None of the references I can find mention anything about codes in the 900-range.

I have had limited success using the registry hack described in the wikipedia.org link.  The problem is that these codes need to be entered in hex, and (at least in Firefox), ALT-b is interpreted as a browser command, not part of a character code.  So if the hex code for a character has a "b" in it, I can't do it :(

I suspect that what may be happening for Bob B. is that something along the line is translating to Code Page 437, and then to UTF-8.

I believe that is exactly what is happening, as described in some of the earlier posts.  The wikipedia.org link claims that this is a deliberate action by Microsoft to maintain compatibility with codes people had already memorised before the transition to Unicode.  So when entering a 900-series code, it is misinterpreted as a CP-437 code.  Because CP-437 only works on 128-255, the code entered is taken modulo 255.  The result is a CP-437 character, which is then promptly translated back to the UTF-8 equivalent character (I guess CP-437 doesn't have anything that isn't included in Unicode) for posting at the web page.
Title: Re: ASCII Characters
Post by: Not Myself on January 29, 2013, 11:41:32 PM
I don't have a problem with this forum; I'm perfectly fine with it just as it is.  When I have a long reply I typically type it into Word first and then copy and paste it into the Browser, so I'm far more interested in getting Word to work for me than the Browser.  My complaint was never about Apollohoax, it was about TheSpaceRace.  The problem over there is that the symbols won't display not matter what I do.

I'm sure now that my problem with Word is the older version.  None of the ALT+X functions work with the version I have at home.  The only way I can use symbols is to insert them from the Symbols template.  That's probably easier than remembering the hex codes anyway.  Of course I'm way past due for an upgrade.

Per some of my posts, there's a way to be able to do the 900-codes (sort of) with a registry hack.  However (1) you seem happy with the way things work at this board, and (2) I don't think this will fix the problem at the other board, so this hack may be of limited value to you :)

Inspired by cjameshuff, I tried LaTeX at the other board.  Didn't work.
Title: Re: ASCII Characters
Post by: ka9q on January 30, 2013, 04:00:21 AM
So how do the Chinese handle this problem?

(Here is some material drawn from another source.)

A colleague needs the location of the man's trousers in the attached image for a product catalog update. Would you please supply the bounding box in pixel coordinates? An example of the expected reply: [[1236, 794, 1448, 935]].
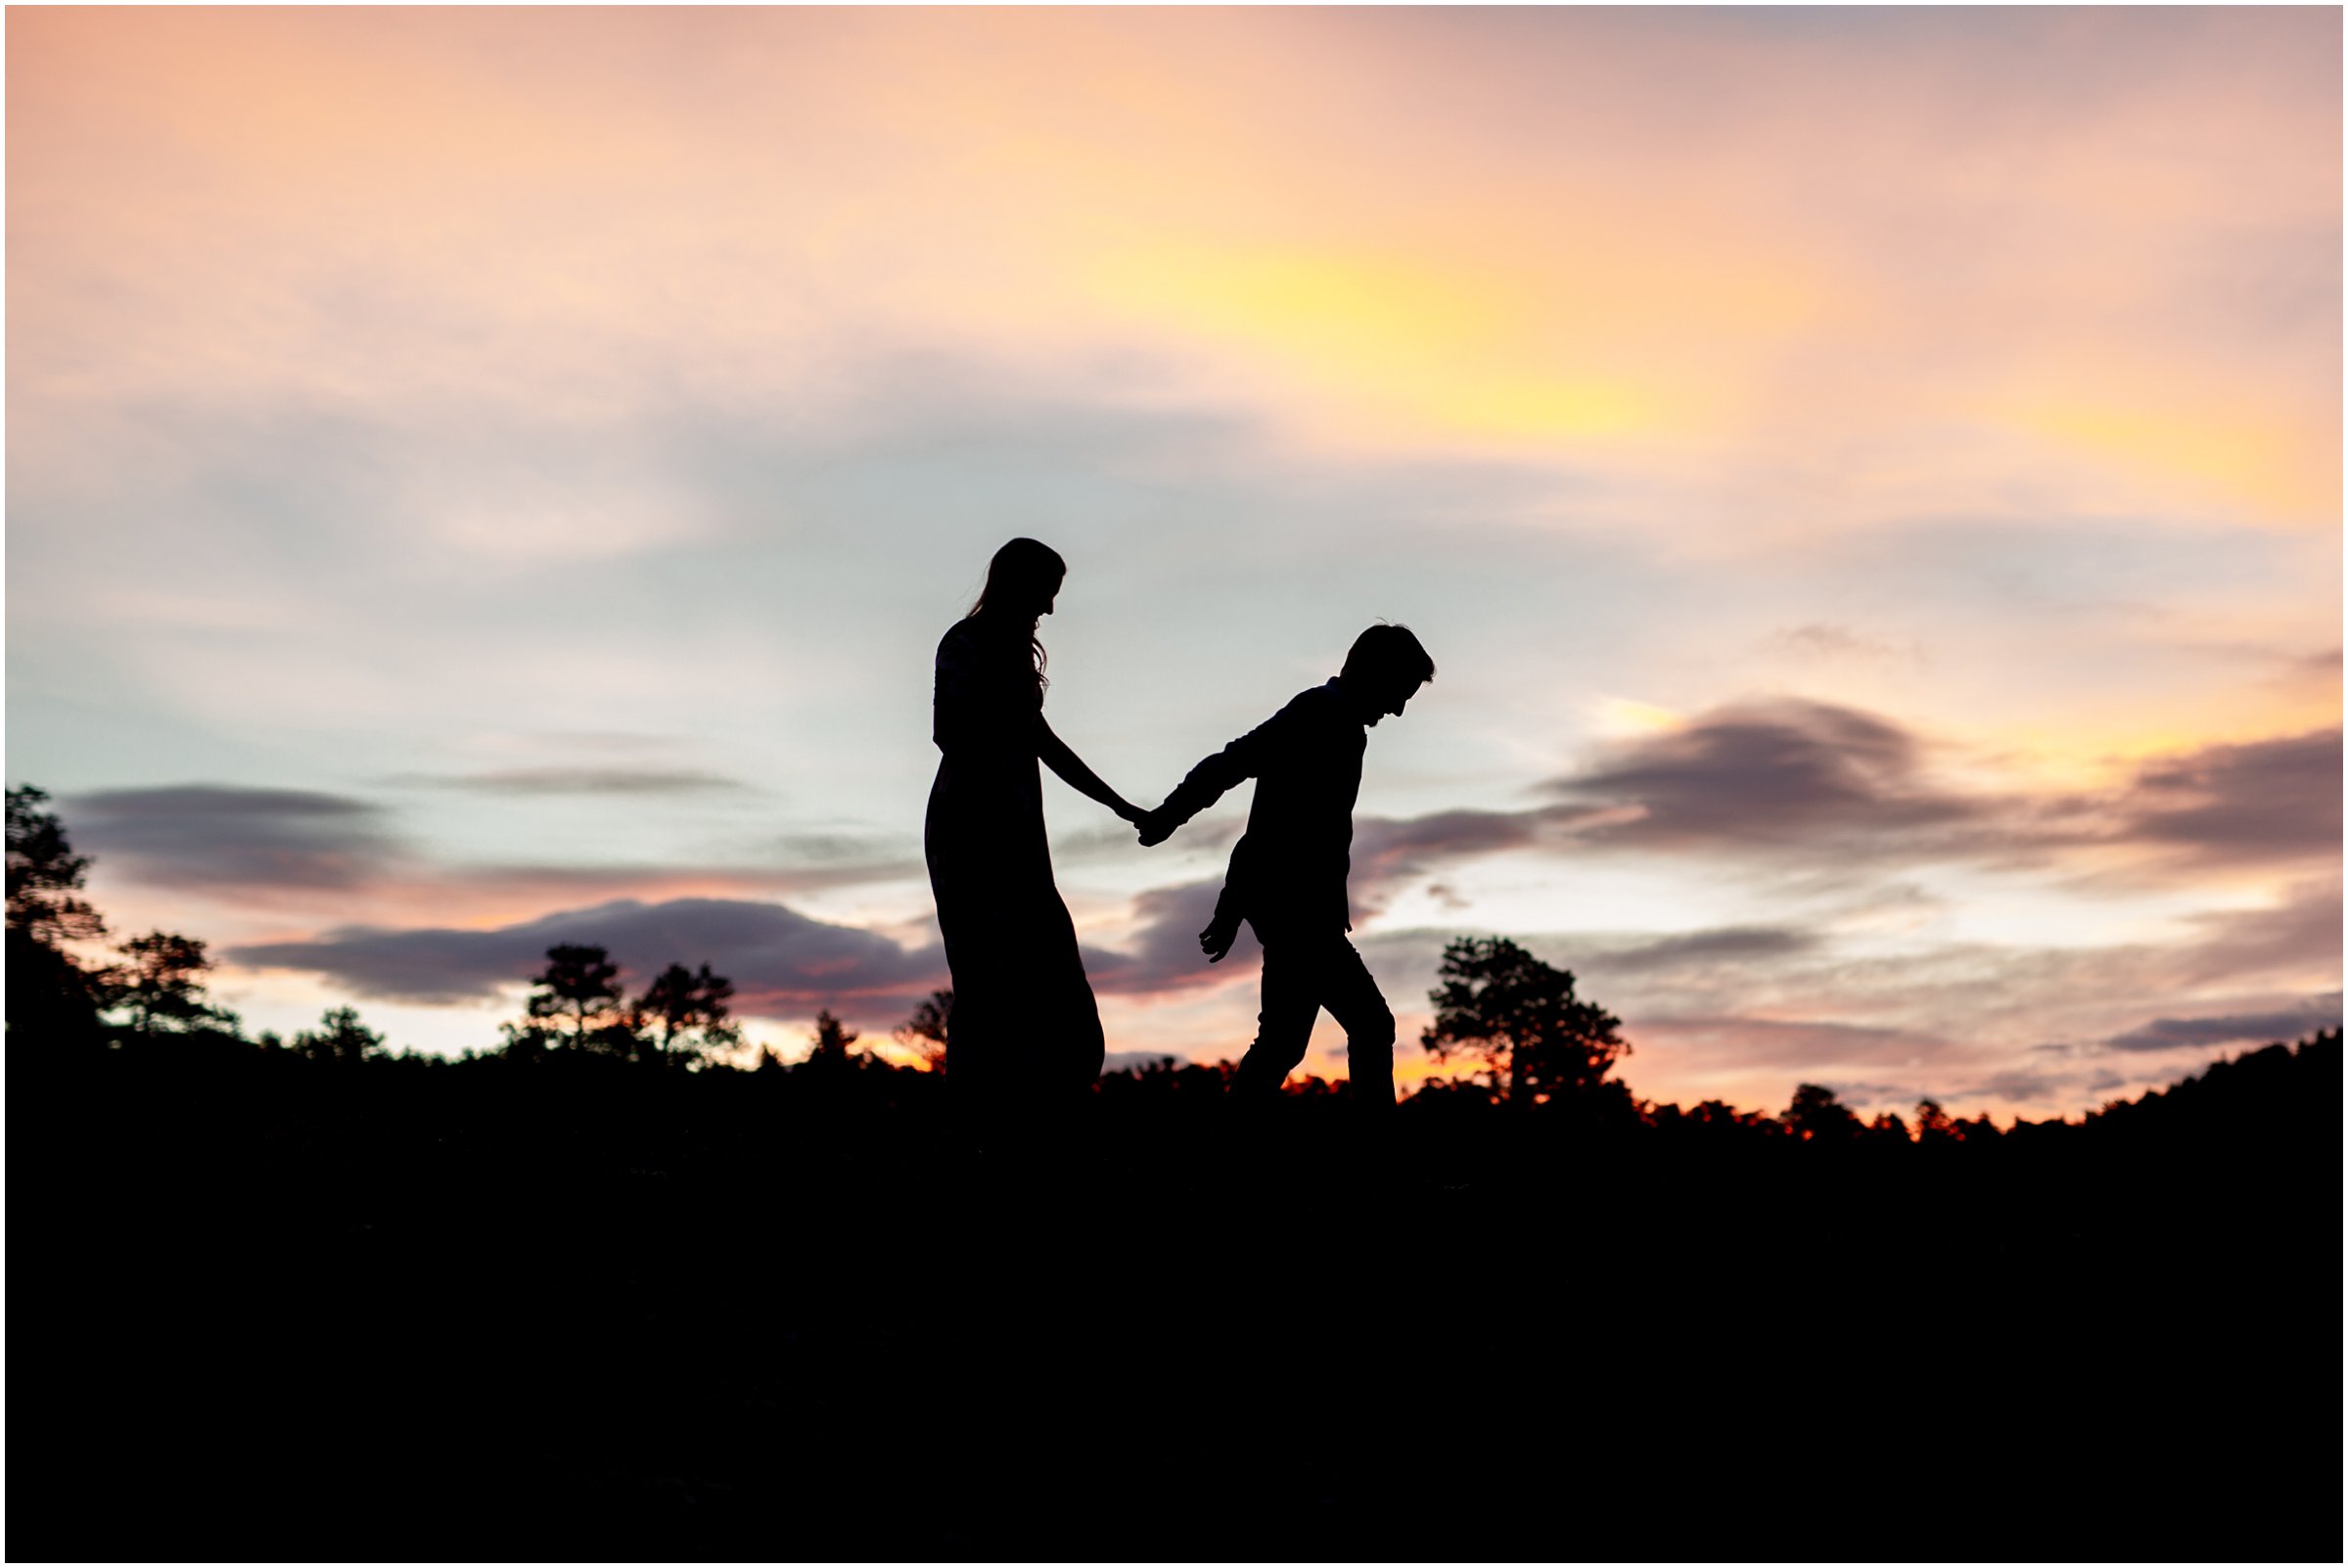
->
[[1230, 925, 1395, 1111]]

Their alphabet is far larger than any reasonable number of keyboard keys, so they must have to compose them with sequences of keystrokes.

I know the Japanese work something like this. When personal computers were new they typed in "Romaji", Japanese transliterated into Roman characters, but I think they now spell a word phonetically, e.g., in kana, and the keyboard handler turns it into kanji. But I don't speak the language.
 
Title: Re: ASCII Characters
Post by: Not Myself on January 30, 2013, 10:48:19 AM
There appear to be many systems for entering Chinese, including spelling the characters in Pinyin.  As there are often many characters with the same Pinyin spelling, you then have to choose which one from a menu.

Other systems (which are supposedly faster for a skilled user) have one compose the character from key combinations which designate the strokes in the character.

My phone allows me to draw Chinese characters - either my drawing or its recognition is a little bit spotty, though.